Cash being ploughed into the UK's tech startups has defied a global slowdown as the impact of Brexit turns out to be limited – so far, at least.
It comes amid a continued slowdown across Europe and the rest of the world, the latest figures from CBInsights and KPMG reveal, with VC-backed startups raising $24.1b globally, down 14 per cent on the previous quarter and falling to its lowest since the third quarter of 2014.
The rise in investment in the UK broke a consecutive three-quarter decline, however, total funding remains 22 per cent down on the same period last year.
The figures put to rest fears of an immediate impact from the decision to leave the EU and confirms indications that a series of funding rounds announced after the Brexit vote demonstrated continued commitment to UK startups.
The report also suggested the fall in the value of the pound may be seen as an opportunity for VCs outside the UK, echoing comments made by fintech investor Anthemis in the weeks following the referendum.
However, despite the Brexit brush off, concerns remain around the longer term impact.
"The long-term ramifications of Brexit haven’t been felt yet," said KPMG's Anna Scally. "Deals are still getting done, but many of these would have been in the pipeline before the referendum. The real impact will likely be felt heading into 2017, as the UK begins proceedings to disentangle itself from the European Union."
Unicorn's lose their shine
The number of unicorns being created – startups with a value of more than $1bn – remained in single digits, continuing a trend of 2016. Not a single startup reached a unicorn valuation in Europe for the second consecutive quarter.

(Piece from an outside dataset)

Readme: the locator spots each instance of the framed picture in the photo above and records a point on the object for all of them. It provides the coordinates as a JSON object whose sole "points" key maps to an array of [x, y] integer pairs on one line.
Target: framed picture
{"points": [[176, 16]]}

This is likely a good thing, however.
"Rather than fighting to attain unicorn status quickly when they might not be ready for it, companies are instead getting more realistic valuations that reflect their current value," the report said.
"This means that companies that do achieve unicorn status should be in a better position to keep that status and to achieve strong results upon exit. On the investment side, with the clamour to find the next unicorn decreasing, investors are becoming more tactical with their investments."
The global slowdown was driven by fewer so-called mega-deals – those worth more than $100m.
"We’re seeing a reset in deal activity and mega-rounds but the levels still remain very high relative to historical levels," said CBInsights chief executive Anand Sanwal.
"A renewed focus on unit economics and sustainability versus growth at all costs is not a bad thing, especially in Asia and North America as both markets got ahead of themselves. The re-introduction of rationality that we are seeing is positive.”
A potential rate rise in the US, which makes up the largest proportion of investment, along with Presidential elections taking place in November have created uncertainties, however, the market is "poised to make a rebound" heading into the new year, if not in the fourth quarter.
Meanwhile, IPOs are poised for "renewed growth" after the successful float of Twilio – which took place on the day of the EU referendum – sparked renewed interest.
"The success of these companies has given many investors more confidence that the IPO market is opening up again after several dry quarters. Looking ahead, it is highly likely that there will be a groundswell of additional IPOs over the next quarter and into the first quarter of 2017 as other organisations look to exit while the IPO door is open," said the report.
It comes as Snapchat eyes a potential IPO, hiring Morgan Stanley and Goldman Sachs according to reports.
"Numerous other companies are expected to follow suit, issuing IPOs either in Q4’16 or in Q1’17 in order to take advantage of the rebounding IPO sentiment. Institutional investors, in particular, are interested in IPO exits in order to enhance their return on investments," said the report.